Capitalism has created great engines of wealth for corporate CEOs and others, but it also brings about inequality and unemployment. Yet, at least one opinion poll suggests that 70 percent of Americans believe "personal attributes, like hard work and drive, are more important to economic mobility than external conditions," and that the majority believe that "it is more important to give people a fair chance to succeed than it is to reduce inequality in this country." (Pew Foundation, 2010). This old paradigm needs to be chucked. The data in this fascinating atlas ought to open many eyes to present-day realities.
Here are some facts and figures drawn from research around the world:
• "40% of the world's prisoners are in China and the USA."
• "The USA was responsible for 41% of the world's military expenditures in 2008."
• "1 in 20 people in the USA is living 50% below the official poverty line."
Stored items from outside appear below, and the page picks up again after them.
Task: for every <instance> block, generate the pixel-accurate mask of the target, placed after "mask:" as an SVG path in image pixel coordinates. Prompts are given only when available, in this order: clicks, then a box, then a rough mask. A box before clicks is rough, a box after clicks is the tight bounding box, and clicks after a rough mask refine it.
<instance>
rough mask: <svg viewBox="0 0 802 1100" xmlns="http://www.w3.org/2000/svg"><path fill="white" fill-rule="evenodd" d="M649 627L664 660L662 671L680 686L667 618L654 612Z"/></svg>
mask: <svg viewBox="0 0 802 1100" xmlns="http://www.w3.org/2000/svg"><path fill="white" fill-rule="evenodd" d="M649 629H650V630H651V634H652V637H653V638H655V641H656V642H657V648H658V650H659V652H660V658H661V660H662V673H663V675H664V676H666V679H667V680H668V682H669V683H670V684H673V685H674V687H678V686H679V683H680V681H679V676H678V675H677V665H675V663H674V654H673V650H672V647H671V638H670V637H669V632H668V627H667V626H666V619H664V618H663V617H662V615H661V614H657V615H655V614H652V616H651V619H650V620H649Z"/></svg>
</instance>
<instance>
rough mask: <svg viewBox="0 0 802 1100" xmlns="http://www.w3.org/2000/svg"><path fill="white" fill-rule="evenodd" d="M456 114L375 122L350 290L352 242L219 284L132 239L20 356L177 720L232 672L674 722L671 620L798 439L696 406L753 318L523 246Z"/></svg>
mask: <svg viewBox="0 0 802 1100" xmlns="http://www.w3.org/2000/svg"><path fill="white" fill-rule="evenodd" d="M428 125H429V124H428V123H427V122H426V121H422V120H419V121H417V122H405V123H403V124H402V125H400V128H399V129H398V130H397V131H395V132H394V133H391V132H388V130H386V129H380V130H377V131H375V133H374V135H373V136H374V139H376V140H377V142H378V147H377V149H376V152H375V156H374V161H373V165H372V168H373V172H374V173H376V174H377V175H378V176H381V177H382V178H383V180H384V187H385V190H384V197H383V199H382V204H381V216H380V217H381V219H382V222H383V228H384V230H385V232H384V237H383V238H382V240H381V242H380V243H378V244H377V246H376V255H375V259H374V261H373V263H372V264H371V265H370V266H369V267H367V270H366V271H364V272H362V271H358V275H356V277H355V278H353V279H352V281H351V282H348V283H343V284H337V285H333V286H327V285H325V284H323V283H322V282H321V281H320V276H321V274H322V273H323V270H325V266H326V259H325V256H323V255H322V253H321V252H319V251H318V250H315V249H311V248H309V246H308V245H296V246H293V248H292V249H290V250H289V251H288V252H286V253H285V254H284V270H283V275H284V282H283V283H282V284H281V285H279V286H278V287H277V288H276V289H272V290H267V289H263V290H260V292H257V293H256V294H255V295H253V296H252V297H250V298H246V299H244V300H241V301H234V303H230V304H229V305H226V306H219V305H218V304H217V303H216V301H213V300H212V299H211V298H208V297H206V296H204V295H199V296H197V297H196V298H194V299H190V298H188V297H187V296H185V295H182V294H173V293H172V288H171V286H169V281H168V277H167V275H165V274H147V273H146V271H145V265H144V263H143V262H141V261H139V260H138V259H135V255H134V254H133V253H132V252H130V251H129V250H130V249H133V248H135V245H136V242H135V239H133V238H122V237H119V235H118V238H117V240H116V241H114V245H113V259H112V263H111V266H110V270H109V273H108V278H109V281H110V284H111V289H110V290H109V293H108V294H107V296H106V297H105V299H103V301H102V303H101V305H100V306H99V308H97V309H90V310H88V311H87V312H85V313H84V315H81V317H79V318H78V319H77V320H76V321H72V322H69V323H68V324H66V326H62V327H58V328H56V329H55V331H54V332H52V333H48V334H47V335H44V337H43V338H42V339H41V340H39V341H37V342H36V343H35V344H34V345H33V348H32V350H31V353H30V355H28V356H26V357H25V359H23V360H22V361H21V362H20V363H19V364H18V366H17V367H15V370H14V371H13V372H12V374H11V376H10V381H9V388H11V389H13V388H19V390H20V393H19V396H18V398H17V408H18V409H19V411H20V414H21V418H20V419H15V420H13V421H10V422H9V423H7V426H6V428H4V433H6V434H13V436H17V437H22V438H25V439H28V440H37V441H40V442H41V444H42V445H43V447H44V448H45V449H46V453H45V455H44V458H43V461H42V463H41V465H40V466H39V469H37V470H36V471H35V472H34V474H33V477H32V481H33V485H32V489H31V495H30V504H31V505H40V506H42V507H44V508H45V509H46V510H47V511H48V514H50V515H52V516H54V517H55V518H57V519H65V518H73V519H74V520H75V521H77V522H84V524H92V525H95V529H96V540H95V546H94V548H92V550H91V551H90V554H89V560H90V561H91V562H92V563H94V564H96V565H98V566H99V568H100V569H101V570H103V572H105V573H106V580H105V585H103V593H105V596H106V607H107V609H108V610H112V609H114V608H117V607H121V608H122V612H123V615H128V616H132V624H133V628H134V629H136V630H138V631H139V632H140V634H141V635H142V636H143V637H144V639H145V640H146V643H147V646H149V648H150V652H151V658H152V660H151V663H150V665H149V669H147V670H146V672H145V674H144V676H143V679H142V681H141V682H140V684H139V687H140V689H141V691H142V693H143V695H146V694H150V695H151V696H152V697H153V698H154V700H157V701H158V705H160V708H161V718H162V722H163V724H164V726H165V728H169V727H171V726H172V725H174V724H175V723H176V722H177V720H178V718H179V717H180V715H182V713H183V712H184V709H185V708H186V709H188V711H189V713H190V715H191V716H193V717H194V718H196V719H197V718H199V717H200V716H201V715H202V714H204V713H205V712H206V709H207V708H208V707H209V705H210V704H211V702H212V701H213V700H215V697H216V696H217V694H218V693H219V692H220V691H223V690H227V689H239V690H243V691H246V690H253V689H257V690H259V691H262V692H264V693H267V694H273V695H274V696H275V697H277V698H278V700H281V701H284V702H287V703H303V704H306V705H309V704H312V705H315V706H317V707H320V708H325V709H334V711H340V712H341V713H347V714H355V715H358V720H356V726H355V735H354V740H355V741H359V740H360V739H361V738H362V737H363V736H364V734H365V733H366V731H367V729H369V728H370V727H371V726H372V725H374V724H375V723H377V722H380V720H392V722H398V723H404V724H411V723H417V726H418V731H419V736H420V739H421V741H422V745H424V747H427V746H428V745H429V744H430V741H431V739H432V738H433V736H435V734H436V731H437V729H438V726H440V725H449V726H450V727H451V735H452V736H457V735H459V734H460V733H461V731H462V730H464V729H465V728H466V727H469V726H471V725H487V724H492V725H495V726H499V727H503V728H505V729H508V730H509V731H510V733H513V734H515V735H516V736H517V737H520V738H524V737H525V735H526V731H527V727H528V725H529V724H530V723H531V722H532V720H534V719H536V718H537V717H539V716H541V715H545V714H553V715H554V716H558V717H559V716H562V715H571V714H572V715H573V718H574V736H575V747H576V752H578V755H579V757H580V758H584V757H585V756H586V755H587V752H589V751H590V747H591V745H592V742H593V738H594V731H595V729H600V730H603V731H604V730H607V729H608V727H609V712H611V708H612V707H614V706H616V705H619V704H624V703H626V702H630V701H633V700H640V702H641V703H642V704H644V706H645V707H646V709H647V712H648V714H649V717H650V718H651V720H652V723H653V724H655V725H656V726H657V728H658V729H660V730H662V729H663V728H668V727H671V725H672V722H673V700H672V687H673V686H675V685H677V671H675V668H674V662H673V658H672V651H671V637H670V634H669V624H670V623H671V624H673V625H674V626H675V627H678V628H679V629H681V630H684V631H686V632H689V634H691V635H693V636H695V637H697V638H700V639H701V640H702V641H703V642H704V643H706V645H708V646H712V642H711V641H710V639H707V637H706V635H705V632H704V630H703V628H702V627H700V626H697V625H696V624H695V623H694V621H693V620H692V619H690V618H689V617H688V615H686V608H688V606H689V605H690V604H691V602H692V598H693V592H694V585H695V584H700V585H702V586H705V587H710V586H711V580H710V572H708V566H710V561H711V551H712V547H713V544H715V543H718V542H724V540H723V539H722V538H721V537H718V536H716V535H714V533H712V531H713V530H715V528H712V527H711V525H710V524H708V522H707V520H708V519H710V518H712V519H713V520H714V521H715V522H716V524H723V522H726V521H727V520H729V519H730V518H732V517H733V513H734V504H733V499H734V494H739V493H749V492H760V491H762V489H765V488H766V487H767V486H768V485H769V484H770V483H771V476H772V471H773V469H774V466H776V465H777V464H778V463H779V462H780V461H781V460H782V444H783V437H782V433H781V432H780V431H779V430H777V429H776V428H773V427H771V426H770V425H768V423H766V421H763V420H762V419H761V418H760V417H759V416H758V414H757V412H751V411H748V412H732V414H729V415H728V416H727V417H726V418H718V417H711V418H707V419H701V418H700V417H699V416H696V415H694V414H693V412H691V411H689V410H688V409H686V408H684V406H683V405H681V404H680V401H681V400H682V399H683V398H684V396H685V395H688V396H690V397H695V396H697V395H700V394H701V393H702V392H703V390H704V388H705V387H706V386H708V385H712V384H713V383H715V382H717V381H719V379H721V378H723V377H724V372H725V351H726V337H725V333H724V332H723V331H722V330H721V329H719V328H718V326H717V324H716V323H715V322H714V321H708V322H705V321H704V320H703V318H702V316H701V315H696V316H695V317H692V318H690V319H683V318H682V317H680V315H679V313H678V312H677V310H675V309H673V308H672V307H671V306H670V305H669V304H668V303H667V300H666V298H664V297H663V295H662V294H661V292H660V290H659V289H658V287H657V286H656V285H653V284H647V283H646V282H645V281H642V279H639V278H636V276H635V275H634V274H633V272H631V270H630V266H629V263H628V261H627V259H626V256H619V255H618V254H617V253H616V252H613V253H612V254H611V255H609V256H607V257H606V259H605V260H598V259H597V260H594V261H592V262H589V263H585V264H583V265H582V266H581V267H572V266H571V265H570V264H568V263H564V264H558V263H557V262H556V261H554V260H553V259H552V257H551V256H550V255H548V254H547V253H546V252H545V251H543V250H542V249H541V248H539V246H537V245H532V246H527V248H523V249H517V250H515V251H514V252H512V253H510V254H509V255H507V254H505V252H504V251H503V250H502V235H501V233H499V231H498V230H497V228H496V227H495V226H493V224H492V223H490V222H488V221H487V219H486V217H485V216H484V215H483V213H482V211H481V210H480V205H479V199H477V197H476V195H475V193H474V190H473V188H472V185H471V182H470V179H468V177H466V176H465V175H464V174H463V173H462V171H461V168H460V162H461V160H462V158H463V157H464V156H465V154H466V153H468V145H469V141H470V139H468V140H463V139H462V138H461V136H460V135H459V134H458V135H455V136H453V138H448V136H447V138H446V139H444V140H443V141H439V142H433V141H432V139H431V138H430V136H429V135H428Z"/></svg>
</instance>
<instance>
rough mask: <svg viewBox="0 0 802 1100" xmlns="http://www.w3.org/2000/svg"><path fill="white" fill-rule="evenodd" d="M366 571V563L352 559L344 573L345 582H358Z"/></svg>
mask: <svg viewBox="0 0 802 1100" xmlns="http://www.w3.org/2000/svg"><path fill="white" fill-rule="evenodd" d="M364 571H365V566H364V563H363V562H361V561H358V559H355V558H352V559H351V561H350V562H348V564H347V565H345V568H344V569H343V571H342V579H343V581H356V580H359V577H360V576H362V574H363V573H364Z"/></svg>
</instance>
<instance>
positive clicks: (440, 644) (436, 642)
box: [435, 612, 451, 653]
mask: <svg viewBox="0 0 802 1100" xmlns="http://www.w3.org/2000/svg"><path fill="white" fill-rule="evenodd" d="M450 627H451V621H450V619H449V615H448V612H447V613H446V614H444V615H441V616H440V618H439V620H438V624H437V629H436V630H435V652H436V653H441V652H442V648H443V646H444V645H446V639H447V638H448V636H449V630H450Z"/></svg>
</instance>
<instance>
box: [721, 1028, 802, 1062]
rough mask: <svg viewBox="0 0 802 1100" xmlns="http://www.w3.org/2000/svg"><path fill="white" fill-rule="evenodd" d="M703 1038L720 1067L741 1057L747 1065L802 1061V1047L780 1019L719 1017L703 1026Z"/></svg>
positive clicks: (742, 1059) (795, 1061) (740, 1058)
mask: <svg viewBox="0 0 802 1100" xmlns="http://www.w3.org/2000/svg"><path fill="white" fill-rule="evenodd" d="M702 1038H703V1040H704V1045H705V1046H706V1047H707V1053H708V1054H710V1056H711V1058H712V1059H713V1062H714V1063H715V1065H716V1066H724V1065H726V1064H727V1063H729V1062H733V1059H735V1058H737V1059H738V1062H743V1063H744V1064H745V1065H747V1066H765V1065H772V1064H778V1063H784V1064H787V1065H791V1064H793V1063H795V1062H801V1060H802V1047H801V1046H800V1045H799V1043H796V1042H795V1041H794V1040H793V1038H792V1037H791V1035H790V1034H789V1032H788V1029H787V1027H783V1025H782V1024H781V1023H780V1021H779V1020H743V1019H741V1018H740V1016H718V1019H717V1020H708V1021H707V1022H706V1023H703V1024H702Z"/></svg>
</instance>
• "Almost half the global population lives on less than $2.50 a day."
• "Brazil and Indonesia accounted for 68% of the world's deforestation from 2000 - 2005."
• "Urban air pollution caused 800,000 deaths and nearly 8 million years lost to disability in 2002."
• "Around 17 children die very minute from largely preventable causes."
• "Indigenous peoples: 5% of the world's population 15% of the world's poor."